Assessing Lysine and Cysteine Reactivities for Designing Targeted Covalent Kinase Inhibitors

Ruibin Liu, Zhi Yue, Cheng-Chieh Tsai, and Jana Shen
J. Am. Chem. Soc., 2019
DOI: 10.1021/jacs.8b13248

Targeted covalent inhibitor design is gaining increasing interest and acceptance. A typical covalent kinase inhibitor design targets a reactive cysteine; however, this strategy is limited due to the low abundance of cysteine and acquired drug resistance from point mutations. Inspired by the recent development of lysine-targeted chemical probes, we asked if nucleophilic (reactive) catalytic lysines are common based on the published crystal structures of the human kinome. Using a newly developed pKa prediction tool based on continuous constant pH molecular dynamics, the catalytic lysines of 8 unique kinases from various human kinase groups were retro- and prospectively predicted to be nucleophilic, when kinase is in the rare DFG-in/aC-out type of conformation.

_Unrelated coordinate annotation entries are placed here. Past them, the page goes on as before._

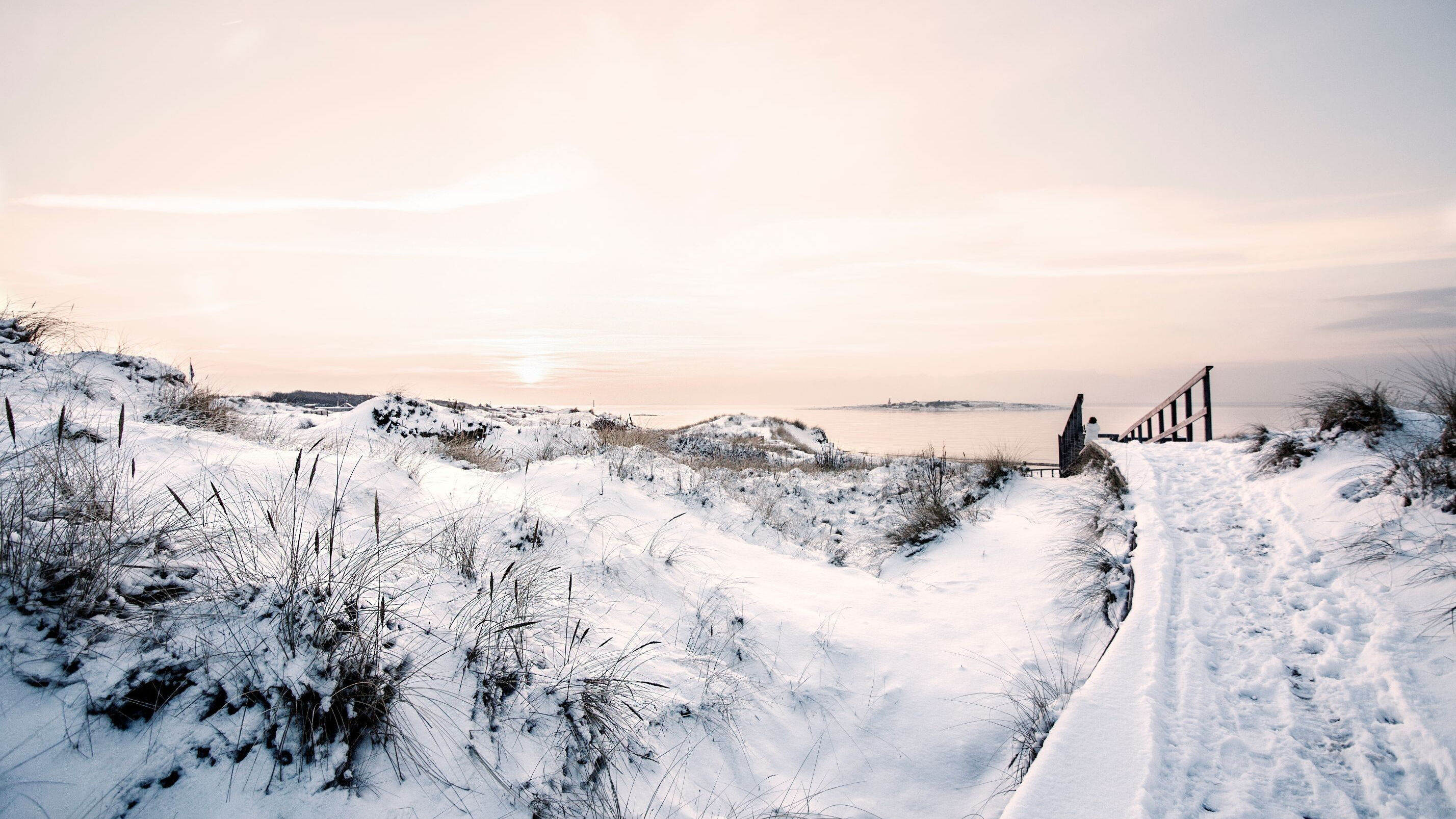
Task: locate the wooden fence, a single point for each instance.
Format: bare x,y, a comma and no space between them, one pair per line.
1072,438
1167,415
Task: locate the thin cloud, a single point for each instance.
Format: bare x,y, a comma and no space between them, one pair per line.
535,174
1410,310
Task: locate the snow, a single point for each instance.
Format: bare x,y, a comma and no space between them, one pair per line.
740,605
778,677
1260,674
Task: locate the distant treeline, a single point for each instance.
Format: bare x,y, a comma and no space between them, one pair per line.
312,398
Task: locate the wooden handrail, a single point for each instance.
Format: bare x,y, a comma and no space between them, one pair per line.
1173,432
1171,404
1072,438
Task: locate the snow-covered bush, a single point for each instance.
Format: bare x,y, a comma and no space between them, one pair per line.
1094,566
1339,407
1278,452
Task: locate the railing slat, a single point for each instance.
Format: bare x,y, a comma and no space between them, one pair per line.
1137,427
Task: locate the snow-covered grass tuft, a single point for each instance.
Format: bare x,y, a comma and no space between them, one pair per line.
1278,452
1343,407
196,405
81,538
928,500
1433,381
1033,696
1094,566
468,448
50,330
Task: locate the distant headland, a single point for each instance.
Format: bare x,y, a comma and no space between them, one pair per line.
948,405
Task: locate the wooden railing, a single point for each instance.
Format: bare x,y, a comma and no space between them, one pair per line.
1072,438
1167,415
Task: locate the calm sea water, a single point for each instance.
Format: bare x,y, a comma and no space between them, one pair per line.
1033,435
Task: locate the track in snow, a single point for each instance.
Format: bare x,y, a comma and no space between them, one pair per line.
1278,699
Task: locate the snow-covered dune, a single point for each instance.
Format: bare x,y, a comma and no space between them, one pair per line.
267,609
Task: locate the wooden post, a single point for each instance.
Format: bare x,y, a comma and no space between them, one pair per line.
1208,404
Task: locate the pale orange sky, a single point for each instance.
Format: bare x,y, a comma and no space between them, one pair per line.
810,203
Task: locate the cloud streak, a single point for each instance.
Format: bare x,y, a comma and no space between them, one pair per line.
535,174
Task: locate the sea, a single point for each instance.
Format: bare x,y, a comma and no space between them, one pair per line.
972,433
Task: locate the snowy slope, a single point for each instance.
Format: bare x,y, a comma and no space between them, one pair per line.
688,650
1263,672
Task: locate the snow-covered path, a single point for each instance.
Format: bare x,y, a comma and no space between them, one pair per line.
1259,677
1279,696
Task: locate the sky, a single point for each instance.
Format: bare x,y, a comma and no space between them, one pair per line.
708,203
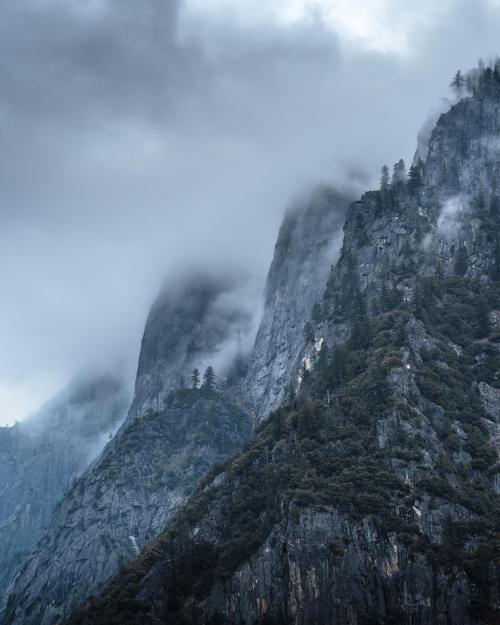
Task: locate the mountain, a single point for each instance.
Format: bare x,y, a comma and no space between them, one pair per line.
41,456
308,244
191,324
169,440
371,496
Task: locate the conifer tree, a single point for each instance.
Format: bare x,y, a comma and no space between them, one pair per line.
457,83
316,313
304,372
399,172
415,177
209,378
195,378
461,261
309,332
384,178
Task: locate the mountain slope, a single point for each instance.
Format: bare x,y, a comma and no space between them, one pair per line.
188,326
308,244
41,456
124,502
168,441
372,497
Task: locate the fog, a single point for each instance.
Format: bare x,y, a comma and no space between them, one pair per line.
140,139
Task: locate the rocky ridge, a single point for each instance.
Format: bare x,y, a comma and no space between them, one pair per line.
370,496
41,456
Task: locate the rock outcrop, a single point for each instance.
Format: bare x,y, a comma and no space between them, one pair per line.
124,502
191,324
41,456
370,496
308,244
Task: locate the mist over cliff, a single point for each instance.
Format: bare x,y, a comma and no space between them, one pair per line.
141,138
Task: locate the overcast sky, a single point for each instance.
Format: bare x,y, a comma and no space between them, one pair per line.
143,137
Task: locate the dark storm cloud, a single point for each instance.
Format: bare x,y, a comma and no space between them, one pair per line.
141,138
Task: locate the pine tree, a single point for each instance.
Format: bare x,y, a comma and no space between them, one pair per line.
399,172
304,373
415,177
316,314
209,378
483,319
457,83
309,332
195,378
384,178
461,261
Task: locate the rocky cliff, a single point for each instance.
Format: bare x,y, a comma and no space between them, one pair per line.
308,244
170,438
372,495
124,501
191,324
40,457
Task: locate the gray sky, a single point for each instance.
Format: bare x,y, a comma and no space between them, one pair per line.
141,138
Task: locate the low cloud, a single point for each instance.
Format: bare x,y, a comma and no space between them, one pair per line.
142,138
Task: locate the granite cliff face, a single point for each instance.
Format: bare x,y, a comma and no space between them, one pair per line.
124,502
189,325
371,497
308,244
169,440
40,457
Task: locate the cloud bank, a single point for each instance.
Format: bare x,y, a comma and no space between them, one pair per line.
142,138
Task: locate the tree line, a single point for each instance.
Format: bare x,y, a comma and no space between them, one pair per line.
209,378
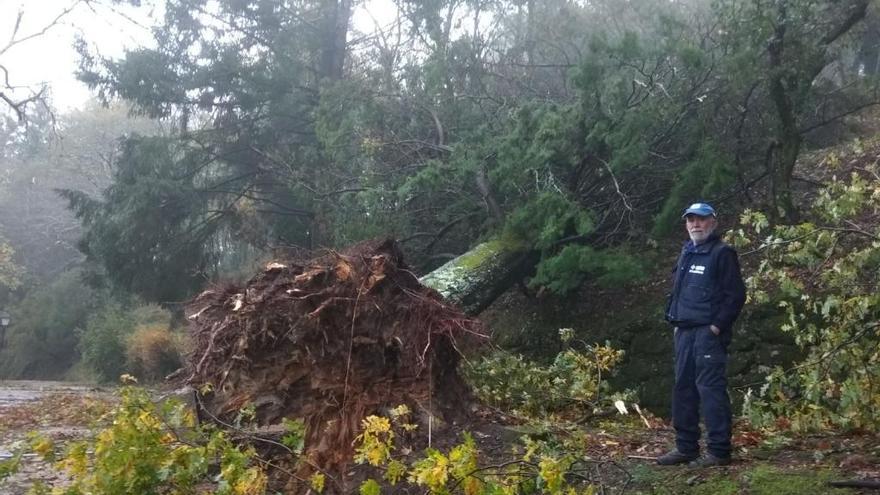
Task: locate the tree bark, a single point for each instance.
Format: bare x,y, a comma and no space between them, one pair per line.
475,279
333,51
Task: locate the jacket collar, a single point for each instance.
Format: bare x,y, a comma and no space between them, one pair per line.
704,247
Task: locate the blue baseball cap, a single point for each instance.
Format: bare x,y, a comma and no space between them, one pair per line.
699,209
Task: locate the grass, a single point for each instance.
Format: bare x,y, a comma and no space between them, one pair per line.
760,479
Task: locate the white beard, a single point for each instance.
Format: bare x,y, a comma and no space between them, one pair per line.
700,237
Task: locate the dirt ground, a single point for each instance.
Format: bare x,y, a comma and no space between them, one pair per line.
58,410
618,452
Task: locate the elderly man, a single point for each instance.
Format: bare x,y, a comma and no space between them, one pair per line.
707,296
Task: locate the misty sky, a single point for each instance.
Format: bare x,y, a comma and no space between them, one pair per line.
51,58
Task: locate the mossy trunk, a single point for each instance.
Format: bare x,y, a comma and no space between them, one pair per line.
476,278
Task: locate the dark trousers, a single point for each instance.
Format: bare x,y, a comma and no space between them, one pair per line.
701,385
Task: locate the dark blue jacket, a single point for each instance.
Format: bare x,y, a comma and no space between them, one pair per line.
707,287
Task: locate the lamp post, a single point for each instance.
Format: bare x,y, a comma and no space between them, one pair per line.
4,322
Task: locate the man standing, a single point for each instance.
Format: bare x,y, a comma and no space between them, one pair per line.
707,296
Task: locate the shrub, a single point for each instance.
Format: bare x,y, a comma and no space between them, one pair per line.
573,384
152,352
102,341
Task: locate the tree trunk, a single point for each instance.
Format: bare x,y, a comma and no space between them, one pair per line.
476,278
337,16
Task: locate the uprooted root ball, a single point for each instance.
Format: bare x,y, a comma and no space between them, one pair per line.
329,341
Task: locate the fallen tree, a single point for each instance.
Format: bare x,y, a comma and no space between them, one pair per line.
476,278
329,341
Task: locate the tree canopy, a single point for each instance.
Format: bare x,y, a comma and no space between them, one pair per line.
576,128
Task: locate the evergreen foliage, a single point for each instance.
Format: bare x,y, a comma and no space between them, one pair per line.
42,341
594,135
822,274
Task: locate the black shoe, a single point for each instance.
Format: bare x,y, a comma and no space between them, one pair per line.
675,457
709,460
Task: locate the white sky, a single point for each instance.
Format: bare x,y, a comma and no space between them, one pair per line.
51,58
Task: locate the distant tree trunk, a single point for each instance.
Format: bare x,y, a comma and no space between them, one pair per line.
788,87
333,51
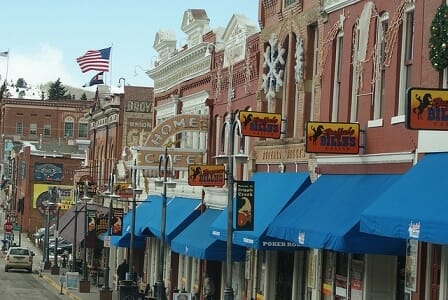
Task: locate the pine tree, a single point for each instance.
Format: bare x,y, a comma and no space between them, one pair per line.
57,91
438,42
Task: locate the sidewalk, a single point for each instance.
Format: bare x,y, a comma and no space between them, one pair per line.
54,280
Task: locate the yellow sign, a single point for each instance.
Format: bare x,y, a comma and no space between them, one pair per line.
64,194
427,109
258,124
325,137
206,175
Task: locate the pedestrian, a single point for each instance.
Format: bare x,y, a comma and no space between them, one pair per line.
208,288
121,270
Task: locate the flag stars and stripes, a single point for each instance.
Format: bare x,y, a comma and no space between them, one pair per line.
94,60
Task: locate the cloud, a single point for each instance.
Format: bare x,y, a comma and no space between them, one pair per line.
40,67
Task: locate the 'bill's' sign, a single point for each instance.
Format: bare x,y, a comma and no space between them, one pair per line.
322,137
257,124
206,175
427,109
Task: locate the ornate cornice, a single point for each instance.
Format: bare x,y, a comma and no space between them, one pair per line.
184,66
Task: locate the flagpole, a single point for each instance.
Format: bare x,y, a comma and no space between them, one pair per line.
110,68
7,65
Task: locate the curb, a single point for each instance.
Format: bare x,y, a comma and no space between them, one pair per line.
58,287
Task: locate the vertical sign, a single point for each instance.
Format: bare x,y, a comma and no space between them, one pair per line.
117,221
411,266
91,229
245,205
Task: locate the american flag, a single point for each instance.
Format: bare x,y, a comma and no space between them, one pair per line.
96,60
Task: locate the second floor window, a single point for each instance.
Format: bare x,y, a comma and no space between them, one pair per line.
19,128
83,129
47,130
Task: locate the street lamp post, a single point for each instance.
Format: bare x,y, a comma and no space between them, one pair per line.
46,257
84,285
75,231
55,267
160,285
233,124
136,191
106,292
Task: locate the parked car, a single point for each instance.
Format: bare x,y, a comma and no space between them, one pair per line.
19,258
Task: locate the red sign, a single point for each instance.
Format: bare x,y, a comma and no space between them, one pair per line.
206,175
427,109
257,124
322,137
8,227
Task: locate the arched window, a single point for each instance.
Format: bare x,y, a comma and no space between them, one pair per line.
69,126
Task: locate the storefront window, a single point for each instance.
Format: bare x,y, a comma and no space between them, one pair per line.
285,270
327,275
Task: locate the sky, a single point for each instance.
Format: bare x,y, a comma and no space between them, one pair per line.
44,37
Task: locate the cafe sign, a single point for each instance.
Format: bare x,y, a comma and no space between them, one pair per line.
322,137
153,147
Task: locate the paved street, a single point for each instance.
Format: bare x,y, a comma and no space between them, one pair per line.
38,285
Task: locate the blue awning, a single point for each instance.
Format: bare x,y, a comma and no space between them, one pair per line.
273,191
180,212
196,241
326,215
416,206
142,210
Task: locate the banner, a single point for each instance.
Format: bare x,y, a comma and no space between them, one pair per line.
91,229
117,221
101,225
245,205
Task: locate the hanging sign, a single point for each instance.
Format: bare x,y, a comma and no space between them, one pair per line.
427,109
245,191
117,221
322,137
206,175
258,124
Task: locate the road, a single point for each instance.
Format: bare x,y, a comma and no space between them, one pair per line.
21,285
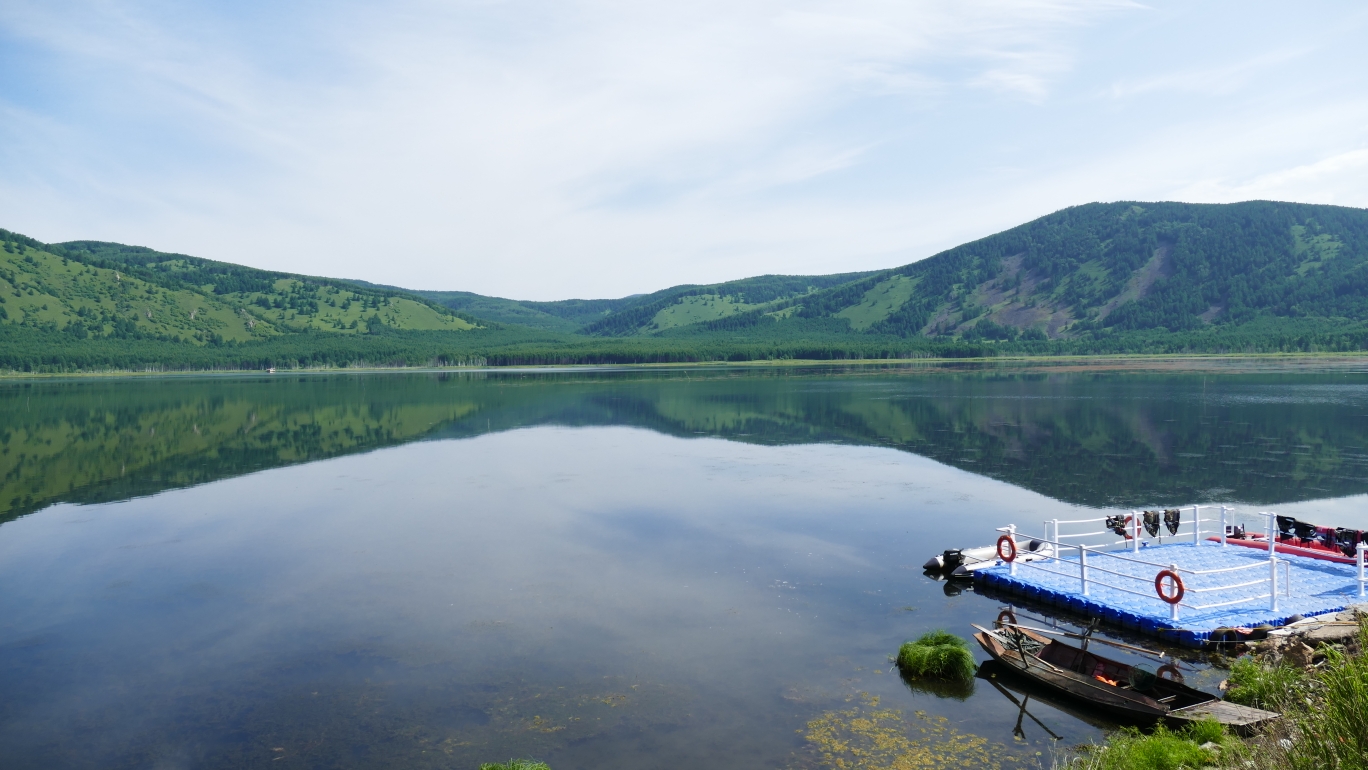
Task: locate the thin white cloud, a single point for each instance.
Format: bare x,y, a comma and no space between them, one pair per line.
598,148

Importantly, other reactive lysines as well as cysteines at various locations were also identified. Based on the finding, we proposed a new strategy based on modification of selective type II reversible kinase inhibitors to discover highly selective, lysine-targeted covalent inhibitors. Traditional covalent drugs were discovered serendipitously; the presented tool, which can assess the reactivities of any potentially targetable residues, may assist and accelerate the rational discovery of new covalent inhibitors. Another significant finding of the work is that lysines and cysteines in kinases may adopt neutral and charged states at physiological pH, respectively. This finding may shift the current paradigm of computational studies of kinases, which assume standard protonation states.